Did you know that your immunity can suffer when you get less sunshine in the winter? The days get shorter, the weather gets colder, and if we venture outside we’re all bundled up. Little sunshine exposure leads to reduced vitamin D levels, which has big implications for our health and disease resistance.
And as if winter itself wasn’t enough to limit our sunshine, many of us are still living, working and socializing at home as a result of the COVID-19 pandemic. That means we have that many fewer opportunities to spend a few minutes outside.
What role does Vitamin D play in our immune health?
Does vitamin D boost your immune system? The importance of vitamin D to immune health has been the focus of international research for some time.
Vitamin D is best known for regulating the amount of calcium and phosphate in our bodies. These nutrients are essential in keeping our bones, teeth and muscles healthy. A lack of the vitamin can cause bone diseases such as rickets in children and osteoporosis in adults.
However, the sunshine vitamin also has a proven connection to respiratory diseases. One study found that supplementing with vitamin D halved the cases of acute respiratory infection (cold and flu) among vitamin D-deficient people.
This year, the potential connection between vitamin D for immunity and COVID-19 has also been extensively studied. Early reports suggest there may be a correlation between vitamin D levels and symptom severity.
What are the symptoms of Vitamin D deficiency?
Many Americans have very low or deficient vitamin D levels, especially in the winter and spring, not knowing about vitamin D for winter immunity.
Symptoms of vitamin D deficiency include a weakened immune system, frequent infections and illness, fatigue, joint pain, and slow wound healing.
Because the signs of deficiency can be hard to see until illness has already begun, the best practice with vitamin D is to take proactive action and make sure your family is getting enough of it.
Good sources of Vitamin D
The obvious source of Vitamin D is sunlight: 15-30 mins of midday sun exposure a few times a week is enough to maintain healthy levels in the summertime, but in the winter this gets tricky. In northern latitudes, too little sunlight reaches the surface of the earth to be your sole source of vitamin D.
Another point to note is that if you live in a built-up area or a polluted environment where sunlight has difficulty penetrating to the ground, or if you have darker skin (higher levels of melanin make it harder for the skin to absorb sunlight), you face additional obstacles getting enough UV light.
Generally, the most consistent source of vitamin D for most people will be in their diets.
Very few foods contain Vitamin D naturally, but good sources include oily fish such as salmon, sardines, trout and mackerel. Red meats such as liver and beef also contain higher than normal levels.
Another good alternative is to look for foods that are D-fortified, such as breakfast cereals, milk, yogurt and orange juice. Incorporating D-rich foods into your diet is typically enough to avoid deficiency, but may not be enough for optimal health.

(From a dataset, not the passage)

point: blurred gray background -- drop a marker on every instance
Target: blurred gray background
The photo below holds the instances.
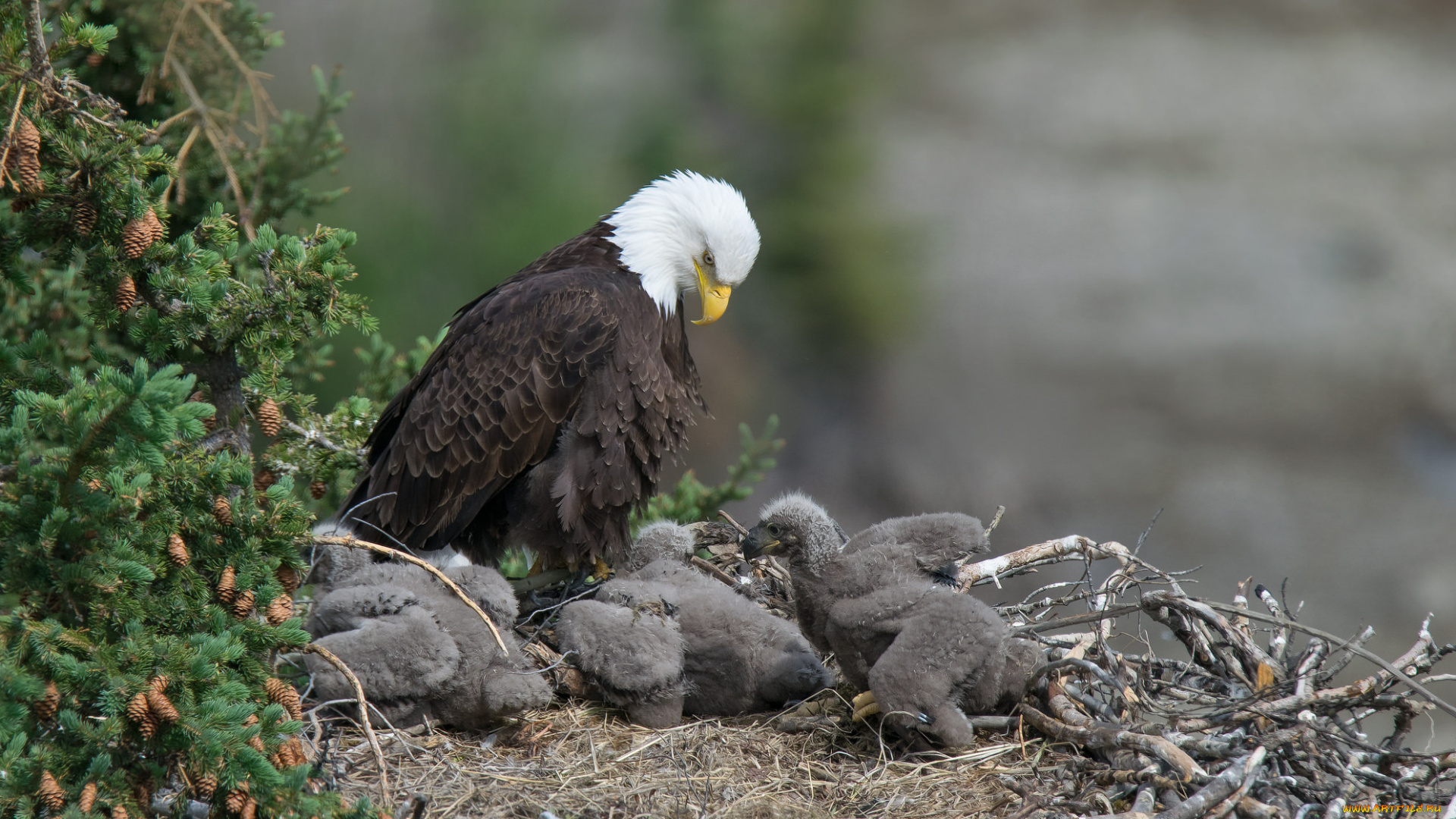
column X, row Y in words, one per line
column 1087, row 261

Many physicians now recommend regular supplementation for their patients, especially in the winter months. There are many different supplements available, including chewable tablets, capsules, sprays and gummies. The recommended dose for adults is between 600IU and 5000IU per day. Take a supplement daily or weekly for full benefit. It’s best to get your levels tested to see what your personalized dosage should be.
Let a little sunshine into your life with this super little vitamin, and boost your immunity and overall health.